I don't know if I agree or disagree. Maybe a little bit of both. The U.S. has the best doctors in the world. The overall balance of health care, quality of doctors (as in, they're at least as good as "American" doctors), availability of medicine and cost of this care is better in Western Europe. The PRACTICE of medicine and research is best in the United States, while cost and access is a travesty. But especially in states with a concentration of top specialists, like California and Pennsylvania, you have theoretically the best health care in the whole world.
I know from personal experience, I see one of the three best doctors in the entire world for my condition. It is somewhat expensive, although I have insurance. In Europe there's no one who is her equal (I was forced to check when I still hadn't found proper treatment). The philosophy of how they treat things like chronic pain disorders is simply more serious in the United States.
But part of public health is availability of care. Cuba, I think, proves that even lacking the top tier of technology and research (which they are capable of, but lack the money to develop those facilities and institutions in the same way as the U.S.), overall public health is better when everyone has it. The answer is simple: preventative care. There's no concept of that in the U.S. We can handle types of cancers that no one else can, but our population develops the disease at rates that demonstrate that we don't prevent its occurrence in the first place. So Cubans are healthier than Americans and live longer.

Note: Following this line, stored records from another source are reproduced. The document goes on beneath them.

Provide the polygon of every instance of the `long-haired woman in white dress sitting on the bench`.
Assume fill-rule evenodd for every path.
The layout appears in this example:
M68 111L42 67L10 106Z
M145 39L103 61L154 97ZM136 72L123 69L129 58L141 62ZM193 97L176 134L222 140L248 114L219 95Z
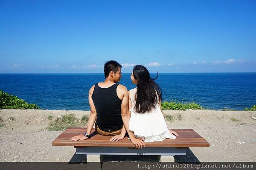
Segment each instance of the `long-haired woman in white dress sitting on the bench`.
M134 66L131 81L137 87L129 91L129 130L144 142L175 139L178 134L169 131L161 109L161 89L148 70L144 66Z

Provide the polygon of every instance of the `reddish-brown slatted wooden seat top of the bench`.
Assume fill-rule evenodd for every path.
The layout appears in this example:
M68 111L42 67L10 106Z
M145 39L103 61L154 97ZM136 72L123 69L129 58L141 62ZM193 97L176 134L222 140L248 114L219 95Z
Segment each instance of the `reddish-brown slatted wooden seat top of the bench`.
M192 129L172 129L179 134L176 139L165 139L158 142L145 142L146 147L209 147L209 143ZM87 131L87 128L68 128L53 142L53 146L101 146L101 147L134 147L134 144L125 137L121 141L109 141L112 136L93 135L90 139L83 141L71 141L70 138ZM94 129L93 131L94 132Z

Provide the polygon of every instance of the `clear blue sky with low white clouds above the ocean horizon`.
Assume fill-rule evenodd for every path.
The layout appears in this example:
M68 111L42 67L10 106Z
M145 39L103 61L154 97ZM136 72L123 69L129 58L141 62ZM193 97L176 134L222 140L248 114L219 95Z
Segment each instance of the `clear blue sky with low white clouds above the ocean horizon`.
M0 1L0 73L256 72L255 0Z

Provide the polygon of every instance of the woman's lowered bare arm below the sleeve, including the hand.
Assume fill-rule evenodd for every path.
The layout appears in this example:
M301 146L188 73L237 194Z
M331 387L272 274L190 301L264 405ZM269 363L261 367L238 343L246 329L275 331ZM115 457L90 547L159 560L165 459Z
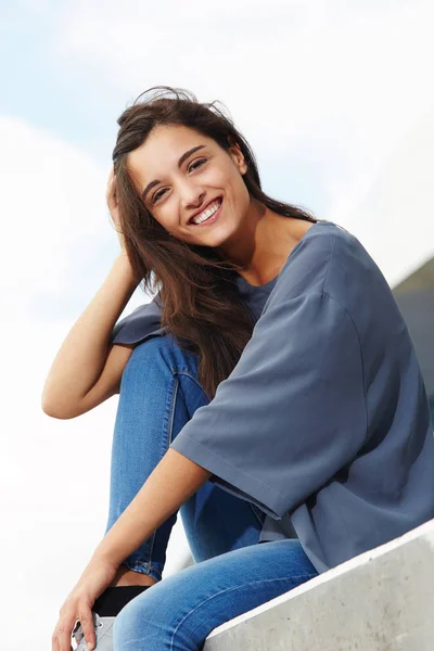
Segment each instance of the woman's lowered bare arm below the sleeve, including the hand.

The American system is unbalanced more than anything. In the effort to make medicine profitable, to spur innovation, we've spawned unwanted ways of making it more expensive. The issue is complex. Americans also think, ideologically, that if you can't afford to fix yourself when you're sick, you weren't working hard enough in the first place. Or if you're too sick and it's too expensive to keep you alive, you should not be burdening everyone else. Very little public comprehension, or comprehension amongst policymakers, as to what makes the medical profession tick. If medicine weren't what it is right now in the U.S., I wouldn't have treatment. But it's also the reason my treatment is so expensive (and I think most Americans would consider my costs semi-reasonable).
I'd be fucked in Cuba. But therein lies America: it is the best place to be an individual, eh?